Splash (1983) movie poster featuring Tom Hanks and Darly Hanna embracing.

I’m going to celebrate Thanksgiving this year by writing a daily essay throughout November on the movies I’m most thankful for.  This will not be a list of my favorite movies, nor will they be reviews.  Instead I’m planning bite-sized posts about the movies that have stayed with me—whether because of a captivating story, a single scene that stopped the heart, or for marking a certain period in my life.  Since I write about classic films all the time, I’m going to restrict this series to movies made during my lifetime.

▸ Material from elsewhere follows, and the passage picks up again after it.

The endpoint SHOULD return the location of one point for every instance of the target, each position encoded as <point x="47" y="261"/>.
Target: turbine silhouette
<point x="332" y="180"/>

Note:  The Wednesday classic film reviews and personal Lazy Sunday updates will continue as per the usual schedule.

So let’s get started….



Splash (1984) was a film of firsts—the first film for Touchstone Pictures (which would go on to make such films as Pretty Woman, Father of the Bride (1991), and Dead Poet’s Society), and the first starring role for Tom Hanks.

It was also the first movie I ever saw in a theater.  The math tells me I was three years old.  This seems impossible, and yet I fact checked it with my mother.

I remember almost nothing of the movie.  I rewatched it for the first time in preparation for this project and it holds up surprisingly well—it’s a delight to watch a non-raunchy rom-com in an era when they are on the edge of extinction.

Here’s what I do remember:  the awe of initiation into what felt like a secret club.  My mom loves the movies, and presented seeing Splash as a rite of passage, filled with both delights and responsibilities.

The delights:  Milk Duds, my seven-year-old cousin Jamie to share the experience, and a real-life mermaid on a screen a million times bigger than our television.

The responsibilities:  I had to be quiet.  I couldn’t squirm around, even if I got bored.

I didn’t get bored.

Instead, I was mesmerized by the spectacle of Daryl Hannah as Madison the Mermaid.  It was my introduction to the quiet, communal experience of watching films with strangers.

In that cool, dark theater, a movie buff was born.

It was magic to me then, and it’s magic to me now.